Quesito

Salve Padre ho bisogno di risposte ad altre domande.
Tutto verte anche qui sulla bontà di Dio. Ho visto da qualche parte in una risposta che ha dato, con la conferma nel sito del Vaticano, che la Madonna avrebbe detto a Fatima che a causa di molti che non pregano per i peccatori molti sono all’inferno.
Il problema sta nel fatto che non capisco allora bene: Il Signore a questo punto non farebbe di tutto per salvare le anime e siamo noi che con le preghiere lo esortiamo a farlo?
Ecco in questo non riesco a vedere l’infinita (perché nella nostra fede dev’essere infinita) bontà del Signore, perché pensavo che Egli facesse sempre di tutto, da buon Padre, ma come si può spiegare allora questo fatto e conciliarlo con l’infinita Sua Misericordia (in quanto sembra che sia a questo punto limitata…)?
Sempre nel pensiero continuo a questo punto, non sopportando l’idea, avvertitamente o inavvertitamente (siamo al limite) a rimproverarlo, a rigettarlo e a volte scappa (sempre nella mente) qualche bestemmia (ma forse perché ho un timore enorme di bestemmiare nel pensiero, ma chissà, non trovando ragioni per vedere il Signore che tanto si dice che è tanto buono, dopo averlo pensato non provo neanche tanto orrore, nell’averlo pensato…in quanto voglio, ma non riesco ad amarLo): insomma è un peccato grave? La volontà di farlo a priori non c’è, ma come ho detto nel pensare le bestemmie che passano per la testa (e queste ripeto a volte vengono perché voglio evitarle, in quanto penso a cosa devo evitare quindi penso a quella cosa) poi non trovo orrore e disprezzo nell’istante dopo.
Le faccio gli auguri di Buona Epifania!
Alessandro


Risposta del sacerdote

Caro Alessandro,
1. è vero che la Madonna a Fatima ha detto che tanti vanno all’inferno perché non si prega e non ci si sacrifica per loro.
Ugualmente a Lourdes ha chiesto di pregare e di fare penitenza per i peccatori.
In queste raccomandazioni non intende affatto dire che Dio ha bisogno di essere pregato. Questo corrisponderebbe ad un falso concetto di Dio.
La verità è che Dio tante cose le fa da solo e per tante altre si lega alla libertà umana.
Ad esempio: se gli uomini non vogliono seminare il grano, Dio non lo fa crescere a loro dispetto.
Ugualmente se non intendono procreare, non popola il mondo a dispetto dell’uomo.
Ancora: se gli uomini non vogliono imparare e andare a scuola, non mette le nozioni direttamente nella loro testa.
Così per la salvezza eterna del nostro prossimo chiede la nostra collaborazione: la preghiera e i sacrifici ci rendono più santi, più evangelici, più credibili. Nello stesso momento ci rendono più aperti all’azione di Cristo, che più facilmente può raggiungere la mente e il cuore delle persone per cui preghiamo e facciamo penitenza.
Ti porto un esempio: una stanza che in pieno inverno non viene riscaldata è per forza fredda. Ma questo freddo viene attenuato se da tutte le parti è circondata da stanze riscaldate. E più queste sono riscaldate, più ne partecipa anche la stanza non riscaldata.
Non va dimenticato infine che come Cristo ha espiato per noi, così anche noi, in unione con le preghiere e i patimenti di Cristo, possiamo espiare per il nostro prossimo.

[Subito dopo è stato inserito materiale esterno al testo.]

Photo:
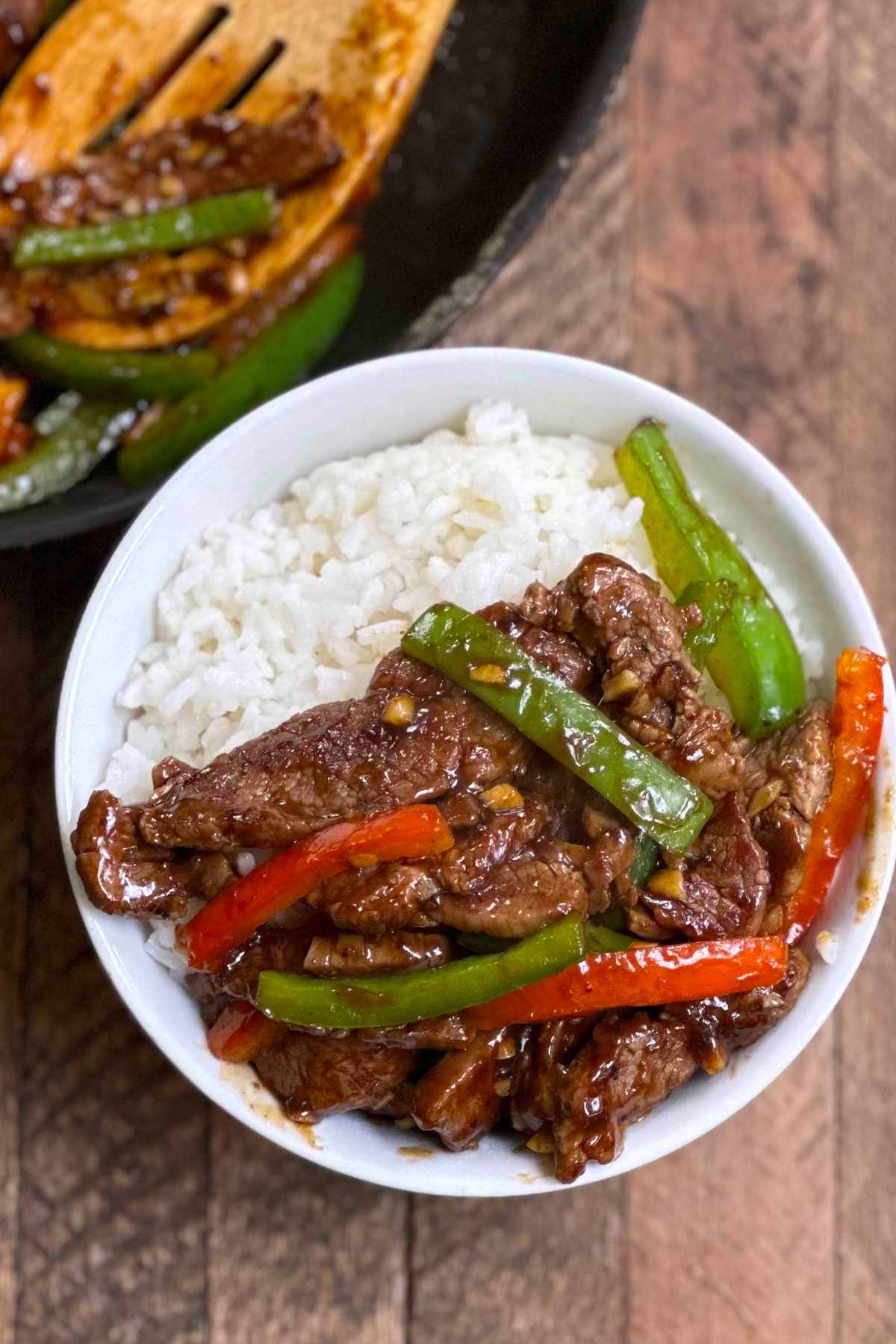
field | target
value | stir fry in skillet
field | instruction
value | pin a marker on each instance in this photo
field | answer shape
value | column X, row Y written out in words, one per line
column 140, row 230
column 531, row 878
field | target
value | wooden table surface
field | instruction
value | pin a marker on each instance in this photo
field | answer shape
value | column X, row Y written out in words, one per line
column 732, row 234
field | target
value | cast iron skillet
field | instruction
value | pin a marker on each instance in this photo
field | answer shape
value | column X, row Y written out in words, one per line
column 514, row 96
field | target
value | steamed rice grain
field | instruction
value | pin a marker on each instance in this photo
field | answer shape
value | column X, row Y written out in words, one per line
column 294, row 604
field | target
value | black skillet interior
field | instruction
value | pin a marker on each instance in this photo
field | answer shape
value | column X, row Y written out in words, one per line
column 514, row 94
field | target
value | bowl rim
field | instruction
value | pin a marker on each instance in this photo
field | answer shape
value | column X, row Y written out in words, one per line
column 180, row 1053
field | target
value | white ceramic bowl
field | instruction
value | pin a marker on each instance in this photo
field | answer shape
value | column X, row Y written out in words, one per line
column 371, row 406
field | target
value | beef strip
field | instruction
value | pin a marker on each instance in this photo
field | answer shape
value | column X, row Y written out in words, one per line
column 124, row 875
column 726, row 880
column 324, row 1075
column 538, row 1068
column 449, row 1033
column 610, row 856
column 558, row 652
column 635, row 1061
column 329, row 764
column 622, row 620
column 381, row 900
column 20, row 22
column 480, row 851
column 269, row 949
column 457, row 1095
column 352, row 954
column 168, row 769
column 183, row 161
column 534, row 889
column 508, row 878
column 788, row 784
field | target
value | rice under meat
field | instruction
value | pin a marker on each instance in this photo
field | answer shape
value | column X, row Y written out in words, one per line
column 276, row 611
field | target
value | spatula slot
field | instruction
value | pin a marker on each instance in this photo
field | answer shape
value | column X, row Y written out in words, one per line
column 152, row 87
column 246, row 85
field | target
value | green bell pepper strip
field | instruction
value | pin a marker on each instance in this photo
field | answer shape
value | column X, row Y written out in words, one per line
column 230, row 215
column 131, row 373
column 647, row 859
column 74, row 436
column 754, row 659
column 276, row 361
column 598, row 937
column 715, row 601
column 394, row 1001
column 561, row 722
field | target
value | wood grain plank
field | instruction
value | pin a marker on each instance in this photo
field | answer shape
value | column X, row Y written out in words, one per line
column 297, row 1253
column 16, row 668
column 497, row 1270
column 520, row 1270
column 734, row 302
column 568, row 289
column 113, row 1140
column 865, row 413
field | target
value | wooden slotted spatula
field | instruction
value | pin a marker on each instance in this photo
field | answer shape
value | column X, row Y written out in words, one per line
column 367, row 60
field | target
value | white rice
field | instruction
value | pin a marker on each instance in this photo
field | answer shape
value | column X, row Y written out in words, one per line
column 276, row 611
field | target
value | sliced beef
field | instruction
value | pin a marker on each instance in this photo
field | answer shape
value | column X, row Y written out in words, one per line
column 558, row 652
column 167, row 771
column 534, row 889
column 124, row 875
column 320, row 1075
column 635, row 1061
column 457, row 1097
column 449, row 1033
column 788, row 784
column 183, row 161
column 726, row 880
column 381, row 900
column 629, row 1066
column 269, row 949
column 354, row 954
column 20, row 22
column 635, row 635
column 479, row 853
column 568, row 794
column 507, row 878
column 329, row 764
column 538, row 1068
column 610, row 856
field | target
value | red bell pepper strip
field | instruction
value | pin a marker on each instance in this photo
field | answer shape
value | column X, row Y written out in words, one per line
column 857, row 721
column 235, row 913
column 240, row 1033
column 640, row 977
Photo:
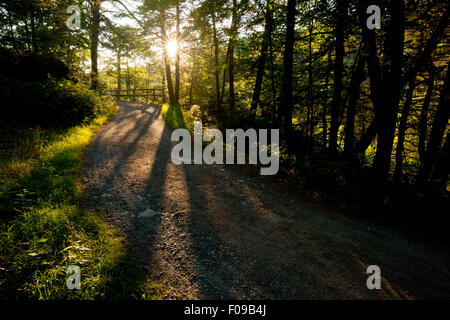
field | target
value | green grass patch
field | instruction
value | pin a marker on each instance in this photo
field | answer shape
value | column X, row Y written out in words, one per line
column 44, row 227
column 177, row 118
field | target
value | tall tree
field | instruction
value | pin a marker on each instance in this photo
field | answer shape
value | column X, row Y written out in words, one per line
column 340, row 21
column 95, row 31
column 440, row 122
column 286, row 99
column 262, row 59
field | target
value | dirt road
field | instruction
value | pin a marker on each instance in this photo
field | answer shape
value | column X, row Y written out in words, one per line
column 210, row 232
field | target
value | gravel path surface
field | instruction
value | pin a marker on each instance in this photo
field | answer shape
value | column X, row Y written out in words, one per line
column 212, row 232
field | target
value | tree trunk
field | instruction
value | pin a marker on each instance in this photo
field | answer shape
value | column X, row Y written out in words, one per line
column 387, row 114
column 164, row 39
column 340, row 20
column 231, row 55
column 262, row 61
column 287, row 103
column 95, row 30
column 439, row 125
column 216, row 60
column 423, row 122
column 177, row 61
column 353, row 96
column 119, row 80
column 309, row 125
column 440, row 175
column 402, row 132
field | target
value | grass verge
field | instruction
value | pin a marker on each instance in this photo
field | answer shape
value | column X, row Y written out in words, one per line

2. La seconda domanda l’hai espressa in maniera alquanto contorta.
Penso che tu ti riferisca a bestemmie mentali per le quali non provi orrore.
Come sai, per commettere un peccato grave, oltre la piena avvertenza ci vuole anche il deliberato consenso della volontà.
Se manca quest’ultimo elemento, non dobbiamo farci caso. Talvolta le bestemmie mentali sono solo frutto di tentazioni, di stanchezza psichica, di rimbombamento di bestemmie che si sentono continuamente attorno a noi, di scherzi della fantasia…
Alcune persone, inclini allo scrupolo, pensano di aver dato subito il consenso a tali pensieri e vivono nell’affanno. Ma anche questo è sbagliato. Vi è consenso pieno quando si è risoluti a compiere un’azione anche all’esterno, qualora se ne desse la possibilità.

Ti prometto un ricordo al Signore e ti benedico.